This started once a single AI coder was working smoothly. Hand it a small task and it returns code you can actually use. Seeing that, the natural next move is to give it a whole batch of work, several tasks at once, like having a small team inside your machine.
But the moment you try to run several the old way, by opening a chat and typing instructions one agent at a time, it falls apart fast. This one finishes and sits idle waiting for the next instruction. That one edits the same file as another and they collide. You become the bottleneck, staring at ten windows and losing track of who did what.
That is where it becomes clear: the hard part is not "can AI write code." That already works. The hard part is getting several to run at once without colliding, without drifting, and in a way you can verify. Put differently, the demo is easy. The real product is the management system around the agent, and that is the part people skip.
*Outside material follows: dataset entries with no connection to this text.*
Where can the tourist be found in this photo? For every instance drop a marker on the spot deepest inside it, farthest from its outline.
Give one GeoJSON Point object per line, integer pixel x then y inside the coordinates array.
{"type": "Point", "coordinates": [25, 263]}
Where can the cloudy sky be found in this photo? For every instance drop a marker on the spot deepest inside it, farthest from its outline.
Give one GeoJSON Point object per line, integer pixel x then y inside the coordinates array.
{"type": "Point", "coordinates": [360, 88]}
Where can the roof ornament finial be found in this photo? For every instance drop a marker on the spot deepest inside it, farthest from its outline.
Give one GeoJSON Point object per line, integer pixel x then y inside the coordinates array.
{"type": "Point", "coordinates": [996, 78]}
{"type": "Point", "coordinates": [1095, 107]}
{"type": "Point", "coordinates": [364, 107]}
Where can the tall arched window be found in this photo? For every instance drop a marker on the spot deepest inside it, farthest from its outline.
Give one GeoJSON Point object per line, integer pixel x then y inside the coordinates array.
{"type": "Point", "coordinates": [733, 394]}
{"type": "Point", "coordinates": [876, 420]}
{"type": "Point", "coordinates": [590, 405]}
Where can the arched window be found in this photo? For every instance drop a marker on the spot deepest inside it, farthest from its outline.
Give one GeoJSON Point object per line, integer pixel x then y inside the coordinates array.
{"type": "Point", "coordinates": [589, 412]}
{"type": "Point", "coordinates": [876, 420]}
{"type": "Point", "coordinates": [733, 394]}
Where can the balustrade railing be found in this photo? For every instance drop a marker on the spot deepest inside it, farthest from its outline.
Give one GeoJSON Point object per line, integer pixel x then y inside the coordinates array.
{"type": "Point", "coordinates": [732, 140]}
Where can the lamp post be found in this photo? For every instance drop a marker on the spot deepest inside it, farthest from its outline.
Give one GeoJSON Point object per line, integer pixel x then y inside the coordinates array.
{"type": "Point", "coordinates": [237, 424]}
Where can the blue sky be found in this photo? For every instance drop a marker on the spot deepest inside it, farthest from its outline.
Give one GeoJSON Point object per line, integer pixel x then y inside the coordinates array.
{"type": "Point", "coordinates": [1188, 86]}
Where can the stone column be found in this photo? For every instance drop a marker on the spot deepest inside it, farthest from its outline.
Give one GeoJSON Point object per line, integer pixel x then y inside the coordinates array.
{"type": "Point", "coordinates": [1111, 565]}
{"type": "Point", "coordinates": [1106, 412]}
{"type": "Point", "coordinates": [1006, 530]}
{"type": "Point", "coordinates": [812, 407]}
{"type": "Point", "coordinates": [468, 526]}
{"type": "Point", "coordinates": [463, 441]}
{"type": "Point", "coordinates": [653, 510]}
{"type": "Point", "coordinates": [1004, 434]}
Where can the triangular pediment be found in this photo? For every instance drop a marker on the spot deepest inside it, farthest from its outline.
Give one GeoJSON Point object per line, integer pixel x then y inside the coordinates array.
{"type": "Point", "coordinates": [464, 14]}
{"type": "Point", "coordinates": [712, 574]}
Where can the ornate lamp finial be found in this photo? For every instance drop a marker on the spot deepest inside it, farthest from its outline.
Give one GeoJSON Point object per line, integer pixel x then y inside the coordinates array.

The story runs in order: first why chatting one agent at a time does not scale, then the Kanban swarm pattern that changes how you run them, then the quality gate before code lands for real. All of it is a pattern we tried on our own work, not theory.
Part 1Why chatting one agent at a time does not scale
With a single AI coder, opening a chat works well, because you hold all the context in your head. You know what you asked and how far it got. But add three or four and the thing that breaks is not the AI. It is how you are managing them.
Three problems show up at once. First, you have to feed every agent its next task yourself, so each one sits idle the moment it finishes, waiting for you to type. Second, when several edit the same code in the same place, the work overwrites itself: what one just wrote, another erases. Third, you become the bottleneck, because every decision routes through you.
Here is the key point: chatting is management by keeping everything in one person's head. That does not scale, because one head holds only so much. The fix is not typing faster or opening more windows. It is moving the context out of your head and into a system every agent can read together. That is where the Kanban board comes in.
Part 2The Kanban swarm pattern
Instead of talking to agents one at a time, you have the whole team work around a single board, the same Kanban that human teams use: columns for to-do, doing, done. The only difference is that the one picking up cards is an agent. The tool we actually use to run this board is Hermes, an open-source tool built for agents working as a team around one board.
One goal, split into cards
It starts with a lead taking one big goal, say "add a login system." Its first job is not to start coding but to split the goal into smaller cards, each small enough to finish on its own. Those cards then sit in the to-do column on the board.
That board is the context you moved out of your head. Who is doing what, and how far along, is all on the board. You no longer hold it yourself.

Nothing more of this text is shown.